I'm trying to back up all my emails, Gmail documents, my profile data (chat, status & friend lists) on Facebook. I simply found it difficult to back up all of these my own data. Any tips?
Clarification added 8 months ago:
Oleksiy pointed out an interesting point. I guess my question should be: should we archive all of our online data or not. If yes, how?
Personally, I love to put my data in the cloud for easy access. I want to trust Google/Yahoo/Facebook or other websites to securely hold my data, but I still can't afford losing any of my memories possibly (my photo with family, my facebook stories and chats...). These are simply too important to take any risk of losing them...I would like to know your thoughts too :)
Good Answers (3)
Saso L
Technical Director at Netica d.o.o.
Best Answers in: Computers and Software (1), Information Storage (1)

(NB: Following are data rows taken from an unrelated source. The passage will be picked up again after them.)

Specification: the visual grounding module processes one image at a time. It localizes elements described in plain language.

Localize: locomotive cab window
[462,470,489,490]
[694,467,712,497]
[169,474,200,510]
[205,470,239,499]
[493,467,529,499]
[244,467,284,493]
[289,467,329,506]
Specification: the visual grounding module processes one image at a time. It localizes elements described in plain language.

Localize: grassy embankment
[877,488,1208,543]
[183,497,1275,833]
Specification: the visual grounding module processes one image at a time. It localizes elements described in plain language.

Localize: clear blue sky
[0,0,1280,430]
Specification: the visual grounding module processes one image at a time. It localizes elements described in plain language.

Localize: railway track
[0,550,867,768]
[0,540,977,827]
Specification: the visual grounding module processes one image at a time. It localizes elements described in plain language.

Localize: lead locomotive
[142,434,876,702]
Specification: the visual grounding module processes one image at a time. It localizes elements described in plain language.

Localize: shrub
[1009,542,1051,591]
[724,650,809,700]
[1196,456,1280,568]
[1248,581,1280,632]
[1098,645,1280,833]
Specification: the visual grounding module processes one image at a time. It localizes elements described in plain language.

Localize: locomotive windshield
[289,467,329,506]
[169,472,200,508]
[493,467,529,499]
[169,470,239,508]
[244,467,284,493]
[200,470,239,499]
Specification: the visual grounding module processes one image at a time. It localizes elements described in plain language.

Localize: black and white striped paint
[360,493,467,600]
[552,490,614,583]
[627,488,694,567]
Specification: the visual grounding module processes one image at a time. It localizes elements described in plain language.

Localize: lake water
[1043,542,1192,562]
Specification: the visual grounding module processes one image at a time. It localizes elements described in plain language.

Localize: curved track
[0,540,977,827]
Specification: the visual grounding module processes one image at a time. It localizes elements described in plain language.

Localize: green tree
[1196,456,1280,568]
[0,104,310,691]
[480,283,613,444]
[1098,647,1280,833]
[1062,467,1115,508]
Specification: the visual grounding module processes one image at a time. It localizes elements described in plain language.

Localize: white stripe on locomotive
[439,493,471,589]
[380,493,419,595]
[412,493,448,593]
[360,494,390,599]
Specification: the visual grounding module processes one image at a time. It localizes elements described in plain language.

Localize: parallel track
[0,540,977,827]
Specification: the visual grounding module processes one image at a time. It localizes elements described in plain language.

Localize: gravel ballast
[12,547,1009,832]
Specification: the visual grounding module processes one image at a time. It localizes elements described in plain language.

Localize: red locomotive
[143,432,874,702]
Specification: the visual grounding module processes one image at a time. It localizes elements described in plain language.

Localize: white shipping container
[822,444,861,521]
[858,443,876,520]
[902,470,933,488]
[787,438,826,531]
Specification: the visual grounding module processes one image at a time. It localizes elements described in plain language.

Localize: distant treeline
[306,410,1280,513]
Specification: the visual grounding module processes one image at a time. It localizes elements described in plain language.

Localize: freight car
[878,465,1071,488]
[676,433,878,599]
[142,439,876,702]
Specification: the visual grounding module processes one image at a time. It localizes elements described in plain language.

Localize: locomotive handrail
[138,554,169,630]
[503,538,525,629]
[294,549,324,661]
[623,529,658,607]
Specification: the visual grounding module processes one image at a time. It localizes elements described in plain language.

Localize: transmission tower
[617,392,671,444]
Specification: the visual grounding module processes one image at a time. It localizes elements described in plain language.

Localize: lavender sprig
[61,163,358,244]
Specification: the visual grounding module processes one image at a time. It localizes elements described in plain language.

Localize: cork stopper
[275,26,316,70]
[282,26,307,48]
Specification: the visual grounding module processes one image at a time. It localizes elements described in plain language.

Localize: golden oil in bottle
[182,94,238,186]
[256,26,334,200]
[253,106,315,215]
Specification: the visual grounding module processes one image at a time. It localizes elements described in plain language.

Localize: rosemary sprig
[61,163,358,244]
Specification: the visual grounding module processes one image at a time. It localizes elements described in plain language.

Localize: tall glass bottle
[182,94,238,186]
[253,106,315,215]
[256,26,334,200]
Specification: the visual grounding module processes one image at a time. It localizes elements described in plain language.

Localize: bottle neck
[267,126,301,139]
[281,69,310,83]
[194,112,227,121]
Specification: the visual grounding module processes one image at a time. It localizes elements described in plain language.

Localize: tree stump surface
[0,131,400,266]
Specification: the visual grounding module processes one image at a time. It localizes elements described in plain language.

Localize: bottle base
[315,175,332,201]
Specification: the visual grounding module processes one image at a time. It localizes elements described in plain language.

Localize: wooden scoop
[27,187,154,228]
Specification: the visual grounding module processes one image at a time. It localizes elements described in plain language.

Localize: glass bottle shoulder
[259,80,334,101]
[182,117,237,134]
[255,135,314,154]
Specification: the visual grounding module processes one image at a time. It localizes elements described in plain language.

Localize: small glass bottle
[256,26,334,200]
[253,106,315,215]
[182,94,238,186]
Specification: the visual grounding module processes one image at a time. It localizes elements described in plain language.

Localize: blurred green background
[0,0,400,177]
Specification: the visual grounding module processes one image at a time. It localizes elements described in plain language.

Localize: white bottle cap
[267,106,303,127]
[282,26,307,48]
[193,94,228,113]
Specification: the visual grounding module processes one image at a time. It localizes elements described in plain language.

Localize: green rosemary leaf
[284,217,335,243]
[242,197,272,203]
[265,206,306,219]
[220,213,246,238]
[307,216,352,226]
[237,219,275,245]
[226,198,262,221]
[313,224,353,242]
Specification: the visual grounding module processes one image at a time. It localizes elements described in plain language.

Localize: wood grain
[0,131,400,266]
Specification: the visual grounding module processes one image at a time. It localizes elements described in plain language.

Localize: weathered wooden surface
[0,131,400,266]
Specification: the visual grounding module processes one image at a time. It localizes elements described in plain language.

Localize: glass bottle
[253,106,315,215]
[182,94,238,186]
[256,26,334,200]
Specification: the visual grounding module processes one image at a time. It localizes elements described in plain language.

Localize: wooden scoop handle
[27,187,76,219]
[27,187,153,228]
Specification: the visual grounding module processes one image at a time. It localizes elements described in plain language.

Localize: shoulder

Some suggestions on backing Gmail and Facebook... I hope they help.
Kind regards,
Saso Lipic
Links:
Kai M
Professional in mobile, web, social software product managment and development. Organizer for China-related meetups.
Best Answers in: Starting Up (1), E-Commerce (1)
when you use a free web application that hosts your data, can you afford losing the data?
Just look at data loss occured at the social bookmarking site ma.gnolia. Whenever you use something in the cloud, you have to ask yourself what's the backup strategy to your most important data.
There're some free backup tools for popular services like google docs, delicious.
I am not aware of a single tool that can back up multiple online application data. But cloudsurance seems to be working on a solution.
Links:
First, I believe in general that the best answer is to back up any data you put in before putting it in. Photos? Put them on CD's or DVD's or another hard drive.
Second, for email data, use a non-web client and download all stored email in a format your email client can use, occasionally.
More Answers (1)
Usually the whole point of putting your data online (aka "in the could") is so that you don't have to worry about backing it up. Let Google use their multi-billion dollar infrastructure worry about that - you look at ads to pay for that service.